Entries tagged with “catheter”.


"Step right up and play Whiz-A-Rama!"A year and a half earlier, I had had my right hip replaced. Same doctor, same procedure, same hospital. Back then, the post-op pressures I faced were related to bodily fluids:
1. Pee quickly, or get a catheter.
2. Produce red blood cells or get units of blood and extra hospital time for monitoring.

After my first hip replacement, I could do neither of these important tasks. The anesthesia apparently dries-up one’s urine flow, and my body was not about to bother with making some fresh red to replenish itself. Essentially my body was flipping me a big bird for hurting it (my body can be petty that way).

So, this go ‘round, I was determined to at least avoid the dreaded catheter. There wasn’t much I could do about giving my body a pep talk concerning the importance of rapid blood production. My body’s got a mind all its own.

So, I concentrated on ‘making water.’ No dice. Try as I may, and Lord knows I tried, I was dry. A drought of pee for me. The nurse even gave me overtime to see if I could score. Nothing.

I will not go into the details of receiving a catheter hook-up except to say it is probably an early initiation rite as one passes through the gates of hell. However, it was not as painful as my memory had portrayed it from last time (sometimes memory can be a drama queen). It was intense, yes, but it was over quickly, and once the deed is done, the issue is laid to rest as long as you’re tapped. My catheter was in for 48 hours.

A catheter is the ultimate lazy guy device. If getting one installed was not so painful, I imagine a catheter would be popular at football games, rock concerts and for long driving trips.
"Fill 'er up, please!"The other pressure, the blood production, well, I failed that also. I was apparently white as my hospital sheet on the second day. My hemoglobin count was low, about the same count one would find in a stick. The kind doctor ordered me two units of A+ blood. This vintage is one Count Dracula described as “Precocious and playful” while being “invigoratingly intriguing to the palate, with hints of currants, blackberries and earthy exuberance. A wonderful pick-me-up!”

Fluids were now going out, fluids were now coming in. I was on the road to recovery. All I had to do was serve my hospital time and survive physical therapy.

The last thing I remember was being wheeled into the operating room. I had been asked to answer the following questions on eight different occasions that morning in the hospital: What is your name, your birthdate, and what procedure are you having today?

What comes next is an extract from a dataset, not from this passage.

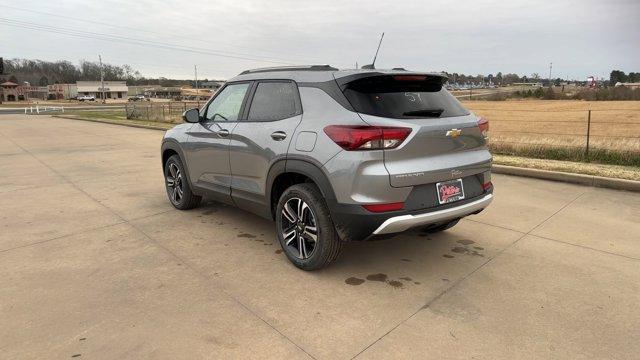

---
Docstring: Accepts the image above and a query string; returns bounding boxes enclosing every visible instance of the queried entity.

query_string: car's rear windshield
[343,75,469,119]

My left hip and left foot were marked with a Sharpie Marker. All of this advanced technology was to alleviate mistakes, something like accidentally getting a lobotomy instead of a total hip replacement. Comforting, this modern medical science.

The Wedge of Truth, Strap On In!

The Wedge of Truth, Strap On In!

I remember the operating room being cold. I recall the operating table being metallic, cool and narrow. I remember someone saying something about... and I was out as the doc did his dirty deed for the next two hours, placed in the recovery area and monitored for an hour, and finally assigned my post-op home: room #405, Piedmont Hospital, Atlanta.

I awoke to numbness, a loving wife, my legs strapped to a foam wedge placed between my thighs (to keep my new ball joint at the proper angle, I guess), and a morphine drip. I was told that the operation was a success and my hip that had been replaced was “in bad shape.” Well, I could have told them that.

I was also told I could hit my morphine drip plunger every 8 minutes, if needed. I knew from past experience my brain is very good at calculating life in 8 minute intervals and issuing urgent commands to the right thumb to plunge away.

I was done. The nastiness was done. I had a 12-inch gash on my butt sealed with a row of 33 pretty surgical staples. Now came the really hard part– avoiding the catheter.